I first encountered Ray at Mechademy, where we were building ML models for turbomachinery monitoring—not one model but thousands. Each turbine or compressor behaved differently, so a single model wouldn't cut it.
Scaling to hundreds of clients meant training and maintaining thousands of models. Our Python code worked for a few, but scaling while keeping client data secure and training fast was impossible.
That's when we rebuilt our ML lifecycle around Ray, Dask for data processing, and MLflow for experiment tracking. It took real work to architect, but the payoff changed how we thought about the problem.
The "click" moment came when we trained an XGBoost model on data larger than any single machine's RAM. The dataset was distributed, the training parallel—and it just worked.
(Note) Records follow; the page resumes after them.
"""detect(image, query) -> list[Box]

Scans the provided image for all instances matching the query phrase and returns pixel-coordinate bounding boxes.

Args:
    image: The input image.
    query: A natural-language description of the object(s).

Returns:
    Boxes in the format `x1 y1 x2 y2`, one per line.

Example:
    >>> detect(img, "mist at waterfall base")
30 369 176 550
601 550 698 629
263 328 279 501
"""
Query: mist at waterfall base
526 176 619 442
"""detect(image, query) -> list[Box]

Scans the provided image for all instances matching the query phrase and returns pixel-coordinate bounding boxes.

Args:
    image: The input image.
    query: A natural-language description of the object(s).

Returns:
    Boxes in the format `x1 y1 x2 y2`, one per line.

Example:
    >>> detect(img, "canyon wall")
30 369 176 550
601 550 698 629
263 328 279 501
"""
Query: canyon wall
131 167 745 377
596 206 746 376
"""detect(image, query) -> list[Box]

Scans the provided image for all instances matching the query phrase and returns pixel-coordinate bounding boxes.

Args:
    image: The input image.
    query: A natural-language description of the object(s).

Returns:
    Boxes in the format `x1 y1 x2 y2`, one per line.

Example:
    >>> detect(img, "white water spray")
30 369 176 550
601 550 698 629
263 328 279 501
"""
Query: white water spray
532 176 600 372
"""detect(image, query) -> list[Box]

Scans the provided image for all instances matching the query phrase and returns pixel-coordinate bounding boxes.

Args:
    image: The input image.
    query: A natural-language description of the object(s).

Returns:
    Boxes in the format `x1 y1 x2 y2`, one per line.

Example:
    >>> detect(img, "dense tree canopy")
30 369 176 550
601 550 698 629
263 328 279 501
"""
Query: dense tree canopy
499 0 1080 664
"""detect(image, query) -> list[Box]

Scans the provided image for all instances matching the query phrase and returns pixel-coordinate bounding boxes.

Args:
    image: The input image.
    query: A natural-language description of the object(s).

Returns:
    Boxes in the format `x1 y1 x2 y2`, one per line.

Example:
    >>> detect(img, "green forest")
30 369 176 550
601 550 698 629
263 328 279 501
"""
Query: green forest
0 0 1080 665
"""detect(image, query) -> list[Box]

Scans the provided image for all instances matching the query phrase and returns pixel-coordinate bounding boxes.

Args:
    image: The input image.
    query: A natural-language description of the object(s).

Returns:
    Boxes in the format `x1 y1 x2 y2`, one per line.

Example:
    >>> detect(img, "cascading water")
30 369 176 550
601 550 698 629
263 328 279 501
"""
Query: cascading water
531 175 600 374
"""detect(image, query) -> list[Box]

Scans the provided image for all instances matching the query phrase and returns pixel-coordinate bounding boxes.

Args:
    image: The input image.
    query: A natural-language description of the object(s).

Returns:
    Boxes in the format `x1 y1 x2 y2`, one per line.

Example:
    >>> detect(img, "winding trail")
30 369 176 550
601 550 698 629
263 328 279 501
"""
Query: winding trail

No manual partitioning or orchestration code. Ray and Dask handled the distribution; we focused on the ML.
And we weren't alone. Teams across industries—retail, finance, design—were hitting the same wall.
Instacart, for example, trained thousands of regional ML models. Their Celery setup ran at 10–15% CPU utilization and 4-hour training times. After moving to Ray, CPU utilization hit 80%, and runs dropped to 20 minutes—same hardware, same models, better execution.
Coinbase saw similar gains: their 120-minute data-transform pipeline fell to 15 minutes, letting them run 15× more ML jobs at the same cost.
Traditional tools like Celery, Spark, or single-machine workflows worked fine at small scale but broke down when you needed to:
- Train many models in parallel
- Handle data larger than a single machine's memory
- Iterate quickly on experiments
- Actually use compute efficiently
Why did these tools all hit the same wall—and what was Ray doing differently?
Let's look at Ray in action, then explore why it works where others stumble.
A Pattern Emerges
Across companies, the story repeated: different domains, same scaling pain.
Coinbase had a monolithic ML platform—slow pipelines, redundant hyperparameter runs, hours-long iteration cycles.
Uber needed massive hyperparameter searches but couldn't dynamically allocate heterogeneous compute.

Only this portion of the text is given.